YouTube Gives MySpace, TV Networks A Thumpin’

    February 28, 2007
    WebProNews Staff

It’s been nothing but up for YouTube lately, a hill steep enough to send a few key competitors tumbling backwards. MySpace added a video component? Wouldn’t know it by recent stats. Viacom copyright lawyers strip-searching everybody? So, what? Traffic’s never been better.

According to, YouTube controls a 43.3 share of the online video market in January, up from 41.1 percent in December. That translates to 31.7 million unique visitors, up two million in one month. Meanwhile, MySpace Video is down by nearly the same amounts.

Add Google Video’s 10 percent market share and you have Google owning, again, over 50 percent of an Internet market.
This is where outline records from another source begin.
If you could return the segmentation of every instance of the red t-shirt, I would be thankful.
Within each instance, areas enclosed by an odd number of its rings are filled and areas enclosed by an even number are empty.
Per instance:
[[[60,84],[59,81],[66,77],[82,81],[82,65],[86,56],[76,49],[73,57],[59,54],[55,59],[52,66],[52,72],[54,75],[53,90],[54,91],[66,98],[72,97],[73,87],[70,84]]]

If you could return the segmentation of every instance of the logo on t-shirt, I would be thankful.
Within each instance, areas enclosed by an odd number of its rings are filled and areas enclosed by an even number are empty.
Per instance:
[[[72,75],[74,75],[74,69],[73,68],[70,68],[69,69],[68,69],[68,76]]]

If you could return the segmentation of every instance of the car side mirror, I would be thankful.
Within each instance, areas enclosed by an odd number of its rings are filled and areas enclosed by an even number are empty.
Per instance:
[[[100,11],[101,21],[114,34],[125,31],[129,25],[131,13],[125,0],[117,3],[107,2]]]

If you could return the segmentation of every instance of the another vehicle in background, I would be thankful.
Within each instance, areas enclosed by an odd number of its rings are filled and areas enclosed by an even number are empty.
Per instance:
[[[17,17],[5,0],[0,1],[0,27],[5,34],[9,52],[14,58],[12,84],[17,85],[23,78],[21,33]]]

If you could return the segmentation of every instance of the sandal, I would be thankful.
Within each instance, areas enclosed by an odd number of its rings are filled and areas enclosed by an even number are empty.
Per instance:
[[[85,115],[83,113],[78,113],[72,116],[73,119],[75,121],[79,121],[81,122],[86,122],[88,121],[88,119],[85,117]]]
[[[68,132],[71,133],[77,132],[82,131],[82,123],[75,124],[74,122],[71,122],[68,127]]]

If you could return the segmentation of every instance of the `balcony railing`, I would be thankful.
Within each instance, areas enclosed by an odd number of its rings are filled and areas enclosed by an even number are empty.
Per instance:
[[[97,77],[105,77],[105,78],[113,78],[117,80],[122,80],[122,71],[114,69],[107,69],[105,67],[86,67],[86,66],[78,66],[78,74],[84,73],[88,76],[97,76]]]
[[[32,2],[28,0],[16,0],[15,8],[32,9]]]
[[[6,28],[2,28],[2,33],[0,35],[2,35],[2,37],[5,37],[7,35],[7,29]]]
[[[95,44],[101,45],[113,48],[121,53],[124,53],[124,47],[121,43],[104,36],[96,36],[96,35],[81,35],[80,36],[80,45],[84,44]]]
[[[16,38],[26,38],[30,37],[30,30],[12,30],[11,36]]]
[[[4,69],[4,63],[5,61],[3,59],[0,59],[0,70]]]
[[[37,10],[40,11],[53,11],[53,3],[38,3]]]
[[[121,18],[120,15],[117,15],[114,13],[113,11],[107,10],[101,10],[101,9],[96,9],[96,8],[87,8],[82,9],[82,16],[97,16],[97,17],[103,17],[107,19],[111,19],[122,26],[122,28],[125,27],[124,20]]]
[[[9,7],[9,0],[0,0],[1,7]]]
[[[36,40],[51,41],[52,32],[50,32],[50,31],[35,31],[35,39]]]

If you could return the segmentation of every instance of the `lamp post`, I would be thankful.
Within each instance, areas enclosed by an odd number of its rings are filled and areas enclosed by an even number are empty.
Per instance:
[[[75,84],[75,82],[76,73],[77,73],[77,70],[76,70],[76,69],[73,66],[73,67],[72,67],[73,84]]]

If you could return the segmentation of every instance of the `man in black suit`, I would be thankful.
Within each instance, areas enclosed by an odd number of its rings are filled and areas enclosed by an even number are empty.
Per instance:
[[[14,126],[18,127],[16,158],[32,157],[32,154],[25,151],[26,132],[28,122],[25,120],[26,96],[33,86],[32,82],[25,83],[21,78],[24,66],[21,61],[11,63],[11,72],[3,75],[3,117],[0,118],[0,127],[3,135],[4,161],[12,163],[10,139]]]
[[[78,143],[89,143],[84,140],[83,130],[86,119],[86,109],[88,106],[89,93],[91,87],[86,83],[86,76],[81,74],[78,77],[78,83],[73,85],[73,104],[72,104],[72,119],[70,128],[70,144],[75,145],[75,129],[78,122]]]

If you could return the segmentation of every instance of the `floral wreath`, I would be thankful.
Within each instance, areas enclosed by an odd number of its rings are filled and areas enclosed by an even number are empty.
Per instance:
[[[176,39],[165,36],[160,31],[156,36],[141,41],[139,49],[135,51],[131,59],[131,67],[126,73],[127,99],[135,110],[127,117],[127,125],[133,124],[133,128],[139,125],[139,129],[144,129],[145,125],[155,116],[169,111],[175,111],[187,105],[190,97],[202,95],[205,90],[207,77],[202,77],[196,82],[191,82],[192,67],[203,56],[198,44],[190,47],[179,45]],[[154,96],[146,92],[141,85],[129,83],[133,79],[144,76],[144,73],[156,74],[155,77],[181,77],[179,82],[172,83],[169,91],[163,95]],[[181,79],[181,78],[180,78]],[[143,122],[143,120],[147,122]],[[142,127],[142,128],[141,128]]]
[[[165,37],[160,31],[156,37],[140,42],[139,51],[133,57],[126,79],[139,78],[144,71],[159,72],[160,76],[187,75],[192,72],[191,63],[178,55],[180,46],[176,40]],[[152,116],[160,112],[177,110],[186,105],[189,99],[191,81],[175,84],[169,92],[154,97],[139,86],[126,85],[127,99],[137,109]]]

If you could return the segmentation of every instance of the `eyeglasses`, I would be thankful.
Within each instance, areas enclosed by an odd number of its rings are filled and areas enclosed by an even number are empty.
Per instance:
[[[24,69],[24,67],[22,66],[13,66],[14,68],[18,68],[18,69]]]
The top ten Web video sites are:

1. YouTube
2. MySpace
3. Google Video
4. AOL Video
5. MSN Video
6. StupidVideos
7. Yahoo Video
8. Break
9. eBaum’s World
10. Daily Motion

It seems nothing, not even sweeping copyright concerns or Rupert Murdoch have been able to derail YouTube’s success. Hitwise’s LeeAnn Prescott reports that since Viacom’s famous 100,000 video raid on the video-sharing site, YouTube traffic has gone up 14 percent, double its average weekly increase.

That pushes YouTube to the number 12 domain, behind MySpace domains, Google, Yahoo domains, Hotmail, MSN, eBay, Live Search, and Facebook.

But perhaps a more felt impact is on the traffic YouTube is draining from TV network websites. As of February 3rd, YouTube attracted more traffic than to all the television network sites combined.

"This is a landmark event in the changing face of web traffic and entertainment consumption," writes Prescott, "now that entertainment seekers are now more likely to go to YouTube than any other television network or gaming website. The custom category of 56 television cable and broadcast network sites received 0.4865% of all US Internet traffic for the week ending 2/17/07, while YouTube received 0.6031%."